CVE-2025-12352: 
WordPress vulnerability analysis and mitigation

The Gravity Forms plugin for WordPress contains a critical vulnerability (CVE-2025-12352) discovered by researcher Talal Nasraddeen and disclosed on November 6, 2025. The vulnerability affects all versions up to and including 2.9.20, allowing unauthenticated attackers to perform arbitrary file uploads due to missing file type validation in the copypostimage() function (NVD, Wordfence).

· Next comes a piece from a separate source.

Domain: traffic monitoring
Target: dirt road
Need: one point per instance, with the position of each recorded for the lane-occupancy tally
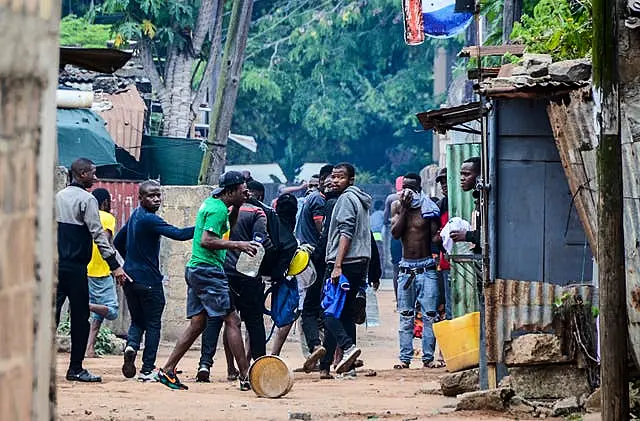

The vulnerability is classified with a CVSS v3.1 base score of 9.8 (Critical) with the vector string CVSS:3.1/AV:N/AC:L/PR:N/UI:N/S:U/C:H/I:H/A:H. It is categorized as CWE-434 (Unrestricted Upload of File with Dangerous Type). The issue specifically affects sites that have allowurlfopen set to 'On', with the post creation form enabled along with a file upload field for the post (NVD).

The vulnerability allows unauthenticated attackers to upload arbitrary files to the affected site's server, potentially leading to remote code execution. This presents a severe security risk as it could allow attackers to take complete control of the affected WordPress installation (NVD).

Site administrators running affected versions of Gravity Forms (2.9.20 and below) should update to a patched version as soon as it becomes available. As a temporary workaround, administrators can disable the post creation form or file upload functionality if not essential to their operations (NVD).